August 1, 2011:
Two years ago, the United States put into orbit a pair of experimental STSS (Space Tracking and Surveillance System) satellites. These have better heat sensors and are there to provide earlier warning of ballistic missile launches, so that anti-missiles can hit ballistic missiles earlier, and with a higher probability of destroying them. STSS can also track other satellites, making it easier to destroy enemy satellites in wartime. STSS recently demonstrated an ability to detect short range, air-launched missiles.
STSS is another component of the BMEWS (ballistic missile early warning system). The half century old system uses radars and satellites to monitor the planet for ballistic missile launches (specifically ICBMs, but any large missile launch is detected.) If STSS passes more tests, it will become part of a new generation of BMEWS satellites.

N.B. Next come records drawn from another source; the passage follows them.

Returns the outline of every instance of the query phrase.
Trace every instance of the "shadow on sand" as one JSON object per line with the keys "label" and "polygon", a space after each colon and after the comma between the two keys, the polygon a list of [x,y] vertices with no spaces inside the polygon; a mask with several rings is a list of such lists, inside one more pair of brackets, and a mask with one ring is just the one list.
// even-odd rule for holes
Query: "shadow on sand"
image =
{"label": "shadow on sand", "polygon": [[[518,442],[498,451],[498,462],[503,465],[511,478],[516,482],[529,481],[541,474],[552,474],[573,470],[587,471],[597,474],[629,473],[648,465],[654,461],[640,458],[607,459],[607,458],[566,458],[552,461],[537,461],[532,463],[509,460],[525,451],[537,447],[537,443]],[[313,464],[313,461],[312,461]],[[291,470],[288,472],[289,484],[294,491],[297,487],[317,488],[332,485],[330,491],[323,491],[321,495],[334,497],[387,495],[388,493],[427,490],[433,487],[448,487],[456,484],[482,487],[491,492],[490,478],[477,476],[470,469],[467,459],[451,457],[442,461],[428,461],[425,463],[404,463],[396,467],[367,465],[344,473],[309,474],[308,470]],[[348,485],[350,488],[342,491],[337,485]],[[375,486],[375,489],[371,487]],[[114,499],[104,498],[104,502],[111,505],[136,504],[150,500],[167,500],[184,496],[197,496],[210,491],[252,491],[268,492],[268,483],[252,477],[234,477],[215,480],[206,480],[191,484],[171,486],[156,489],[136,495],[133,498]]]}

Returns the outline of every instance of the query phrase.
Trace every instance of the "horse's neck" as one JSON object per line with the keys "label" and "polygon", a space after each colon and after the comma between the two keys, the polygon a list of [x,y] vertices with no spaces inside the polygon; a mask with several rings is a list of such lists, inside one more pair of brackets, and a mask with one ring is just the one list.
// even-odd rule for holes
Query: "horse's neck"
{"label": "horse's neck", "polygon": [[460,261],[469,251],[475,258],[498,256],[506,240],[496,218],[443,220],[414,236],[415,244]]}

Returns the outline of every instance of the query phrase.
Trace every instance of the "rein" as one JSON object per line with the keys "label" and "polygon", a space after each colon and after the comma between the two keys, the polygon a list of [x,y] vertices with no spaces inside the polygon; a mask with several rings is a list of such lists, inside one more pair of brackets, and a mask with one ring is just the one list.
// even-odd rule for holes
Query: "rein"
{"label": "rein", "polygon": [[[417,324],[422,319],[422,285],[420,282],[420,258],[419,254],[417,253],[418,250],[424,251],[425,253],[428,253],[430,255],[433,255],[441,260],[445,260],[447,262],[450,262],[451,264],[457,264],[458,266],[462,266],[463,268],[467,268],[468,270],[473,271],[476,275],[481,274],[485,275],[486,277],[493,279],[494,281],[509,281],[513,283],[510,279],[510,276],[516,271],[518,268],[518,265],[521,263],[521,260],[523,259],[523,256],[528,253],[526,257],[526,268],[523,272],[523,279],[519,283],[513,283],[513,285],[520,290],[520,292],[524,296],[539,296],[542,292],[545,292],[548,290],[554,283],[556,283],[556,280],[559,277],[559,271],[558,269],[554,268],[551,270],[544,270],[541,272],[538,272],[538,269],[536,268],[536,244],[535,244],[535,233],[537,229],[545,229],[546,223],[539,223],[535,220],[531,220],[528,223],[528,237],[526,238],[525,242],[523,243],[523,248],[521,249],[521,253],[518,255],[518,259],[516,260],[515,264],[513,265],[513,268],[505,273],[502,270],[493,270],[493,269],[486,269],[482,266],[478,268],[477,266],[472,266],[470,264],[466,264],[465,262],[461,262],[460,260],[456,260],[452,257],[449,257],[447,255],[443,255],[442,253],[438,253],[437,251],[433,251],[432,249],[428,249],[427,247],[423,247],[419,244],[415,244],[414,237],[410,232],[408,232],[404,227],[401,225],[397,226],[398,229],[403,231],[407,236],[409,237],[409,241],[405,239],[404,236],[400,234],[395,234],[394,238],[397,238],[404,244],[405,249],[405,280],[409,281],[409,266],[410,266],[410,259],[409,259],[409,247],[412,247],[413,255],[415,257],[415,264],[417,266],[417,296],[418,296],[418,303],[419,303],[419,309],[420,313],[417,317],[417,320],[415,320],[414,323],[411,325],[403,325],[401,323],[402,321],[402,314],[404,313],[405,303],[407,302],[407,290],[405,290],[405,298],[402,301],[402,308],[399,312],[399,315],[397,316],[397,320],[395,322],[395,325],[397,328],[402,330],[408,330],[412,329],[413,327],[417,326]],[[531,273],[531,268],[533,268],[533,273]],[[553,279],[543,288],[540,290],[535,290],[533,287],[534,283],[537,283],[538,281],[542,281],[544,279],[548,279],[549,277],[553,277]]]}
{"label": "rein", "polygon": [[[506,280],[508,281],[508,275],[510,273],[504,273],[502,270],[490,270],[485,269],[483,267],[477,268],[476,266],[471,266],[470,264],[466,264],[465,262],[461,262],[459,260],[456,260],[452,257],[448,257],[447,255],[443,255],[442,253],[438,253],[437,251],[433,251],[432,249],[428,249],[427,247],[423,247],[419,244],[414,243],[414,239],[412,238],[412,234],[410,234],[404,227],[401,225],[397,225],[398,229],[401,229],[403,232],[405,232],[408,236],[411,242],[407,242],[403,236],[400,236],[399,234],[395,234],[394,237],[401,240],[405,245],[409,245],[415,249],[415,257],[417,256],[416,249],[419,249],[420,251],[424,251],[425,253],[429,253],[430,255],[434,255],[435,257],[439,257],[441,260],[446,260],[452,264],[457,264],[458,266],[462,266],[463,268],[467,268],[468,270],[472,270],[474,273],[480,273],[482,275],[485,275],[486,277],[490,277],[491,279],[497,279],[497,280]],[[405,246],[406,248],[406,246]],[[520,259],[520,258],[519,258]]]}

Early on, BMEWS consisted of long range radars that could spot warheads coming over the North Pole (from Russia). When SSBNs (ballistic missile carrying nuclear subs) entered the Russian arsenal in the 1970s, BMEWS was augmented by satellites equipped with heat sensors that could detect the enormous amount of heat generated by a ballistic missile launch (or any large explosion, like an above-ground nuclear weapons test). These satellites cover the entire planet, while the radars only cover part of the Middle East. In all, 23 of these DSP (Defense Support Program) satellites have been launched (the latest four years ago). The 2.3 ton DSP birds are being replaced by SBIRS (Space-Based Infrared System), a network of four stationary orbit (like DSP) and 24 low orbit, heat sensing (infrared) satellites that will provide more detail than the DSP birds. SBIRS should be fully operational in another few years.
The United States has agreed to provide Israel with access to its BMEWS. Twice before, in 1991 and 2003, the U.S. allowed Israel to plug into BMEWS (to get warning of Iraqi missile launches). This time around, BMEWS will give Israel warning about any Iranian ballistic missiles headed west.